3. Steam Phishing Sites.

Well, Valve operates the following websites for Steam. If you are prompted with a login page, the first part of the URL within the browser will always be one of the following domains:


BE CAREFUL! Because some people has domains like “https://steamcomunity.com” And maybe it seems legit if you just take a quick look at it, but if you continue you will notice that there’s 1 “m” missing.

4. Keyloggers

Yet another common way for account hijackers (in this case hackers) to get access to your account by creating keyloggers. Try it:

1-. Go on YouTube
2-. Search for “Free Counter-Strike: Global Offensive items/Free Team Fortress 2 Items/Free Steam Duplication Hack”.

There’s no real way to protect yourself from this, besides not being an idiot. Don’t try to duplicate items because it won’t work. Don’t try to get free items because it won’t work. You need to be stupid to believe that shit! xD

5. Third person scam

A random guy adds you. He makes an offer (CS:GO/TF2 keys for a high-priced item for example) for you via steam chat, usually an overpay. He then says that he doesn’t know if he can trust you, so he asks you if you have a trusted friend. Then the guy wants you to tell him the friends name/link to his steam profile. He then adds your friend and asks him some useless questions about trust (and invites your friend to a chatroom with another account).

After that he will ask you if you can trade your expensive item to your friend to see it really is your friend (you trust your friend so it should be no problem). After you’ve given your item to your friend, the scammer’s second account will come into play. Now that your friend probably accepted the chatroom invite, he will change his second account’s name similar to yours, usually adding a . (dot) into the end of your name so that there wont be YOURNAME (2) when trading.

And after that, he will send a trade invite to your friend and your friend will probably give the item back to “you” (the scammer’s 2nd account with a name similar to yours).

6. Valve Employee Impersonation

Not so common (atleast, not for me) but it’s still out there.

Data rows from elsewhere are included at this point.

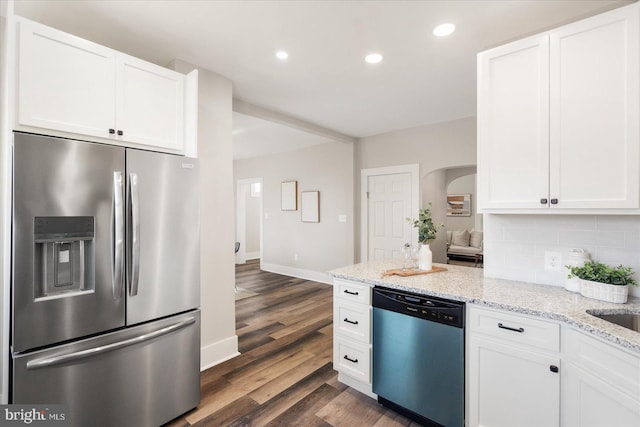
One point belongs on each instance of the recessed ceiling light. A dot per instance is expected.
(444, 30)
(373, 58)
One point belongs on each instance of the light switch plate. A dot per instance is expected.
(552, 261)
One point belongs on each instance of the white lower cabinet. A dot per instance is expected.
(352, 334)
(600, 383)
(512, 383)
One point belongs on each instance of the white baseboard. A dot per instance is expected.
(316, 276)
(218, 352)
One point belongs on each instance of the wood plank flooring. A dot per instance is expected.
(284, 376)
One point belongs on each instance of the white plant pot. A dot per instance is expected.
(425, 257)
(604, 292)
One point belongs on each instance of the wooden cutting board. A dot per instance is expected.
(407, 273)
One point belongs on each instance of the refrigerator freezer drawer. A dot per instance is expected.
(141, 376)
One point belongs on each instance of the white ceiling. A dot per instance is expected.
(325, 81)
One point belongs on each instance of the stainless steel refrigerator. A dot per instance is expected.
(105, 281)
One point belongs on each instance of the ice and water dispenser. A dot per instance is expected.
(64, 254)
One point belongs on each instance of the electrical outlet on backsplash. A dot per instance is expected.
(515, 245)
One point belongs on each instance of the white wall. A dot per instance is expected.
(435, 147)
(514, 245)
(6, 9)
(319, 247)
(217, 210)
(252, 227)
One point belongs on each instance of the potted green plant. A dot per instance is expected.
(603, 282)
(427, 230)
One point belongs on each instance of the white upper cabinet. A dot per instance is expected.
(558, 118)
(73, 86)
(149, 103)
(513, 124)
(595, 112)
(64, 82)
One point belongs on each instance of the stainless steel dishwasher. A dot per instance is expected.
(418, 356)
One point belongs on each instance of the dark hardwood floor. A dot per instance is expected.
(284, 376)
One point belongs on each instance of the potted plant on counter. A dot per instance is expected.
(426, 232)
(603, 282)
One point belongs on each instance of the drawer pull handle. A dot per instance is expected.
(501, 326)
(350, 360)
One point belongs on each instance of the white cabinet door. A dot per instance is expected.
(510, 386)
(65, 83)
(150, 103)
(589, 401)
(558, 118)
(513, 124)
(595, 112)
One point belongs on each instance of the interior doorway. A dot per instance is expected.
(388, 196)
(249, 220)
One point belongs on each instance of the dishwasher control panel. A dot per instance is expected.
(436, 309)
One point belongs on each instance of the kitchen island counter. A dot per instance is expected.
(469, 285)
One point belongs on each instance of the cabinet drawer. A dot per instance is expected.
(540, 334)
(351, 291)
(618, 367)
(352, 359)
(352, 321)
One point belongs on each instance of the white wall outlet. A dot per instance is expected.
(552, 261)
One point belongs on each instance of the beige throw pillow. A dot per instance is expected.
(460, 238)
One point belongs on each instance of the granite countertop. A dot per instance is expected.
(469, 285)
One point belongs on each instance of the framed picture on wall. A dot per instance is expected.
(289, 196)
(459, 205)
(310, 206)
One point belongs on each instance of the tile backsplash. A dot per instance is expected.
(515, 245)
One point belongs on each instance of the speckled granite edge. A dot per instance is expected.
(470, 286)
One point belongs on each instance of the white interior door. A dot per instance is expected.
(389, 203)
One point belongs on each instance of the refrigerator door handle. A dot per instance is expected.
(95, 351)
(117, 279)
(133, 267)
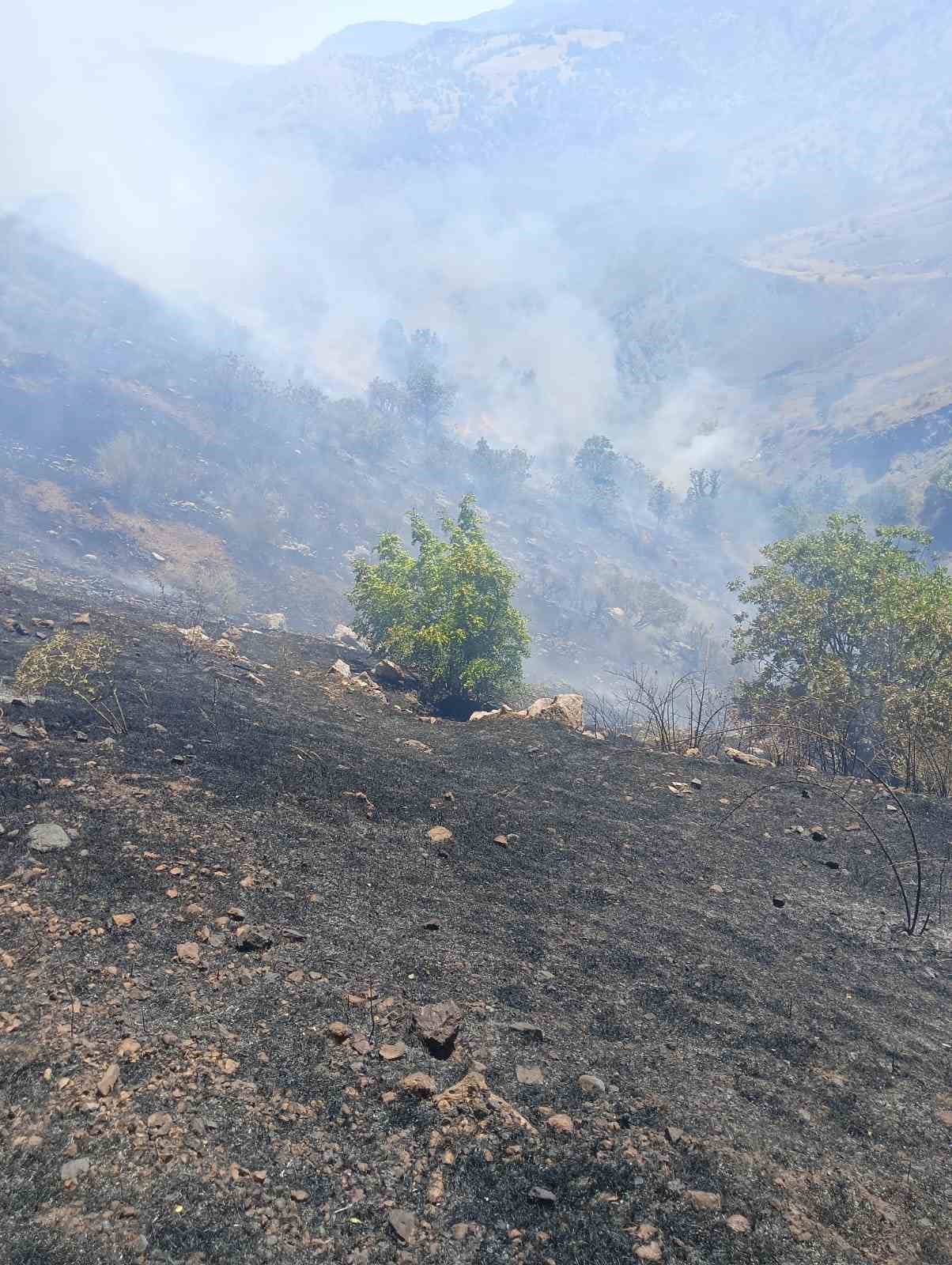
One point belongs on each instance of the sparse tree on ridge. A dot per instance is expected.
(446, 614)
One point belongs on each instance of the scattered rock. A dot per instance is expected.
(564, 710)
(438, 1026)
(561, 1123)
(421, 1085)
(107, 1082)
(746, 758)
(252, 939)
(391, 674)
(393, 1052)
(47, 836)
(527, 1029)
(703, 1201)
(472, 1096)
(345, 632)
(75, 1169)
(404, 1225)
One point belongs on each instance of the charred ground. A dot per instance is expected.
(776, 1058)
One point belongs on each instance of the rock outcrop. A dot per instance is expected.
(562, 710)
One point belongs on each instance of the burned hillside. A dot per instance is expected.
(317, 976)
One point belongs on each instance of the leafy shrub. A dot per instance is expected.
(447, 613)
(499, 472)
(852, 638)
(82, 667)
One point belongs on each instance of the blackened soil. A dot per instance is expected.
(766, 1034)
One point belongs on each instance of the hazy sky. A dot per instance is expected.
(242, 31)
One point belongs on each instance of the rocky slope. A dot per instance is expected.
(315, 980)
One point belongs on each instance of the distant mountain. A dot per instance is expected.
(771, 92)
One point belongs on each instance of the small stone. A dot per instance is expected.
(703, 1201)
(527, 1029)
(107, 1082)
(419, 1083)
(438, 1025)
(404, 1225)
(393, 1052)
(47, 838)
(252, 939)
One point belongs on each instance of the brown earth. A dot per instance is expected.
(212, 1045)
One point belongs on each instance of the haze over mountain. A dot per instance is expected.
(718, 237)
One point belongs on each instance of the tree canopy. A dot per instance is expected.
(446, 614)
(856, 628)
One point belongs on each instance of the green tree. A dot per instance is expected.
(446, 614)
(499, 472)
(429, 398)
(852, 632)
(661, 501)
(599, 463)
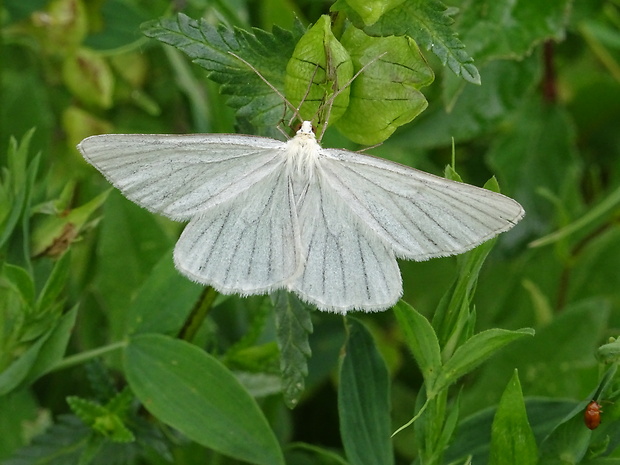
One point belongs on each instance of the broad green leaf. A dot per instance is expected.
(421, 340)
(386, 94)
(593, 216)
(512, 440)
(509, 29)
(131, 242)
(475, 351)
(364, 400)
(568, 342)
(506, 29)
(319, 68)
(569, 440)
(208, 47)
(429, 23)
(371, 10)
(163, 301)
(193, 392)
(293, 327)
(473, 435)
(546, 133)
(479, 109)
(302, 453)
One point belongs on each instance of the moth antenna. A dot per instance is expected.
(303, 99)
(331, 100)
(280, 94)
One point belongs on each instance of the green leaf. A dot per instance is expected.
(15, 184)
(453, 313)
(473, 352)
(429, 23)
(55, 284)
(539, 132)
(319, 68)
(89, 78)
(509, 29)
(569, 440)
(208, 47)
(293, 327)
(363, 400)
(421, 340)
(512, 439)
(386, 94)
(126, 260)
(54, 347)
(301, 453)
(190, 390)
(163, 301)
(370, 11)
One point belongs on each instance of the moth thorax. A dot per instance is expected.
(302, 152)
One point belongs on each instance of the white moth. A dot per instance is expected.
(327, 224)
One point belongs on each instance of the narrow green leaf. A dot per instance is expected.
(190, 390)
(320, 67)
(512, 439)
(55, 283)
(363, 401)
(421, 340)
(15, 185)
(293, 327)
(54, 347)
(208, 47)
(475, 351)
(386, 94)
(163, 301)
(429, 23)
(17, 371)
(453, 312)
(20, 282)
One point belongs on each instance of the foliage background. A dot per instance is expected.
(544, 121)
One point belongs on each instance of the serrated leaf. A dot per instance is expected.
(386, 94)
(293, 327)
(512, 439)
(319, 68)
(364, 401)
(479, 109)
(509, 29)
(208, 47)
(193, 392)
(429, 23)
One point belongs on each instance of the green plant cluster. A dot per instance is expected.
(109, 356)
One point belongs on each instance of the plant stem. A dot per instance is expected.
(82, 357)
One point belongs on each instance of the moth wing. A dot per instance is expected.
(181, 175)
(346, 265)
(420, 215)
(249, 244)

In this method, people will try to scam items by telling you that they’re an employee and that you got reported for duping/scamming/… and that they want to “scan” your items. Valve employees and Steam Community Moderators will NEVER ask or threaten you for your Steam account credentials, CD key, or credit card information. They will also never threaten to punish users for refusing to make trades or to click on links.

Chat conversations will go like this:

Hi sir. I’m a Valve employee and you got reported for duplicating items

In order to make sure that you didn’t actually do anything wrong, I’m going to need you to give me “Item here” with the original ID of “01101000 01101001”. In our database there are 2 items with this original ID.

7. Money Scams

Another common one. People will add you and ask if you want to trade and send you either a trade offer or a trade request and ask for your (rare) item. Then, once you’ve added your item they will probably accept and type in the chat that they will pay you the money after you’ve accepted the trade and they have received the item. Only do this if it’s a really trusted buyer/seller.

8. Quickswitching

I’ve seen this method a couple of times already, happened like 5 times already to me. This involves the victim thinking they’re getting one item but gets another instead. While in a trade, a scammer will put up the desired item. Without the victim noticing, he’ll quickly switch it to another item of less value that looks similar. A common attempt is switching an expensive unusual hat with a much cheaper unusual version of that hat; the item will look the same in the trade window but have a different effect. The item might also be renamed so that chat window of the trade that updates when items are removed/added looks less suspicious. After trading, the victim is left with the switched item. This scam often involves misdirection; they’ll ask a question in Steam chat so the victim switches windows and then the scammer will swap the item while the victim is typing. They might also ask the victim to add another item or remove one of them, or add and remove many items themselves to mask the visible chatlog from showing that they’ve switched the item. With updates to Steam trading this has become easier to notice. Any change in items is shown in the trade chatlog and any change after you have readied up on the trade will stop you from accepting the trade. Always take your time in trades, and double check all items after you have clicked “ready”.

9. Chargebacks

-Scammer adds Trader on Steam
-Scammer asks for item, says he’ll pay with PayPal
-Scammer pays via Paypal, Trader sees it and knows he has the money
-Trader trades Scammer, adds the item, accepts the trade
-Scammer chargebacks the money and blocks/removes Trader
-Trader is left with no money and one less item

10. Invoices

An invoice is a method for a seller to request payment from a buyer, and there are scams designed to take advantage of people’s familiarity and lack of familiarity with the process. The following covers Paypal, a popular service that can send invoices.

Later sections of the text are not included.